Take a second, relax, and breathe.
How often do you really get to do that, nowadays? Obviously, that answer is different for everyone, but when it comes to the cinema—well, most wide-release movies don’t give you that opportunity. The plot needs to push forward, the characters need to have arcs, the lighting needs to hide the shadows, the writing needs to be sharp but realistic, the action needs to be tense and riveting—and damn it all if you don’t have some symbolism in there. All of those things are important, but they also allow for a highly rewarding contrast: the quiet, calm movies that aren’t afraid to leave some breathing room amid all of the creative work. Jim Jarmusch’s Stranger than Paradise has become a poster child for this style.
Ida, the newest film by Pawel Pawlikowski, is of that ilk. The story follows Anna (Agata Trzebuchowska), who is about to become a nun when she learns of a surviving family member, an aunt named Wanda (Agata Kulesza). She must visit Wanda before taking her vows, and is surprised to learn that she is Jewish. The discoveries about her parents and herself make her question the path she is on, as she and Wanda find that both of their lives might benefit from an alternate perspective.

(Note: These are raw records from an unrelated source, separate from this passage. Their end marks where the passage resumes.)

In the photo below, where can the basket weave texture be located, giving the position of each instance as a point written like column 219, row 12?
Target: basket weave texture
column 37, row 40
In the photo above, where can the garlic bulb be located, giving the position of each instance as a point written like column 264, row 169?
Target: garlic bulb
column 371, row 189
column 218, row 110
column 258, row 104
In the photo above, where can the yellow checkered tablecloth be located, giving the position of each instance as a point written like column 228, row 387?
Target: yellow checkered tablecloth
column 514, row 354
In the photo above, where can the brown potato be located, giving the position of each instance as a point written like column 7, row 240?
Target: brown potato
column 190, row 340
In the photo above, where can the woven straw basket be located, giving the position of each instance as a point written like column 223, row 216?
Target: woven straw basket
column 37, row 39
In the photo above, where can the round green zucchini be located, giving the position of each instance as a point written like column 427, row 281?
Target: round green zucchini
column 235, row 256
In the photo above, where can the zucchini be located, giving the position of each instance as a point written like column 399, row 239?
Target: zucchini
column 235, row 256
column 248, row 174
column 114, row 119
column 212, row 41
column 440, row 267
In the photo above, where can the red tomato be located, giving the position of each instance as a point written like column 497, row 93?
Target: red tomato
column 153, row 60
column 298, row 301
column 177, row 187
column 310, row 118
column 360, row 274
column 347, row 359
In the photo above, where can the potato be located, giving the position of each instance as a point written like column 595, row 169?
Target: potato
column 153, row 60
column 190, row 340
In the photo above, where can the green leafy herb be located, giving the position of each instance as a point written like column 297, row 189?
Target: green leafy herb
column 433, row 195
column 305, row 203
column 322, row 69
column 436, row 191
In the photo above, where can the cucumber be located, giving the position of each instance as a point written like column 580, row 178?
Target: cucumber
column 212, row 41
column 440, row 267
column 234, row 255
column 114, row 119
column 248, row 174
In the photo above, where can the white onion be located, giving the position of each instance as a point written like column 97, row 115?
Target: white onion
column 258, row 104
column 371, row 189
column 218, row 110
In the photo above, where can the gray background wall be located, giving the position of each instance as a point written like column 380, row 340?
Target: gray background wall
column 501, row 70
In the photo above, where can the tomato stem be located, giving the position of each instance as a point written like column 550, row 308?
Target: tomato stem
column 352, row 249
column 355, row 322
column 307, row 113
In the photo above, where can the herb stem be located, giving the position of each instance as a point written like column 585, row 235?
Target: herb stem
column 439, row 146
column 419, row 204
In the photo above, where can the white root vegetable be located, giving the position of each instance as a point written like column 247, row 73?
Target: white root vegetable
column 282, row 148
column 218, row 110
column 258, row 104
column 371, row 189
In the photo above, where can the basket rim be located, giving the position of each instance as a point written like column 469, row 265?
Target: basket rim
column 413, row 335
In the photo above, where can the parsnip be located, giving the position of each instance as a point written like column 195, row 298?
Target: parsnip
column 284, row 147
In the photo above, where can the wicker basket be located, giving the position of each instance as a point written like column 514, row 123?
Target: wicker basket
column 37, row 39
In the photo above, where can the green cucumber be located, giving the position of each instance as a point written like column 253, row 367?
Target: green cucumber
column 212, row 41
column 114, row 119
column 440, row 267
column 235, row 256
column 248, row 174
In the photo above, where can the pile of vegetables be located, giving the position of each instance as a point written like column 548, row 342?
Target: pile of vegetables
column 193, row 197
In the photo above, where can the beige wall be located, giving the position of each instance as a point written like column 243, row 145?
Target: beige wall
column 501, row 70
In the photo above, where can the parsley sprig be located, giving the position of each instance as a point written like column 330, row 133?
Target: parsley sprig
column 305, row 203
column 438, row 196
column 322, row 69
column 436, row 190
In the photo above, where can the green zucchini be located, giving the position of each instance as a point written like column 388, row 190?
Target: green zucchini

The film does not push the plot much beyond that; in fact, my description might make it sound more active than it actually is. Ida is much more concerned with letting its characters grow and react to situations, and the result is a story that gives us a nuanced picture of two different but equally relatable characters. In contrast to Locke, which is another recent, intimate portrayal of an eponymous character, Ida does not have a driving pulse, but instead a meditative breathing pattern.
The result is refreshing. Cinema can be many things, but one that I find particularly enchanting the ability to intimately sketch out a character. Because Ida is content to develop at a relaxed pace, it allows for this facet of the silver screen in a way that we don’t often get to see. Of course, there is more to its successes than uniqueness: it’s also adept at revealing the characters’ inner machinations through dialogue and actions of habit. Wanda’s movements are looser, but her words carry weight, which shows her self-confidence and previous career as a judge. This contrasts Anna’s quiet disposition, but also reveals her curiosity with lingering, contemplative glances. The decisions made by the director and actors are very careful, and create a careful film as a result.
That being said, there are also some weaknesses that are typical of lesser art cinema. Namely, the cinematographers—Lukasz Zal and Ryszard Lenczewski—like to use the powerful shot composition where the characters are in the bottom eighth or so of the screen. The result is a setting that shares focus with the protagonists, and reminds us of the effects of their environment, and that they are reacting to the world around them. However, this shot structure is used so many times as to render it impotent, and it thus becomes distracting due to overuse. Repeated cleverness becomes laziness.
Further, the interactions between Anna and Wanda do border on stereotypical from time to time. Wanda is the enlightened, independent woman, while Anna is sheltered and hasn’t seen the world. We know that, at some point, Anna will question her certainty about becoming a nun, and the way it plays out is obvious about twenty minutes into the film. That being said, this is not massively crippling, as the plot is not as essential as the characters, and we do learn more about Anna as a result.
Ida knows what kind of film it wants to be, and sets out to do so with nearly invariable success. I am not enchanted by it, but I respect its place in the vast world of cinema, and moreover I respect the work that went into it. If you want to catch a movie that does not cater to expectations, then you will be satisfied. If not—well, keep an eye out for these movies so that you get the chance to take a second and breathe in this massive cinematic landscape.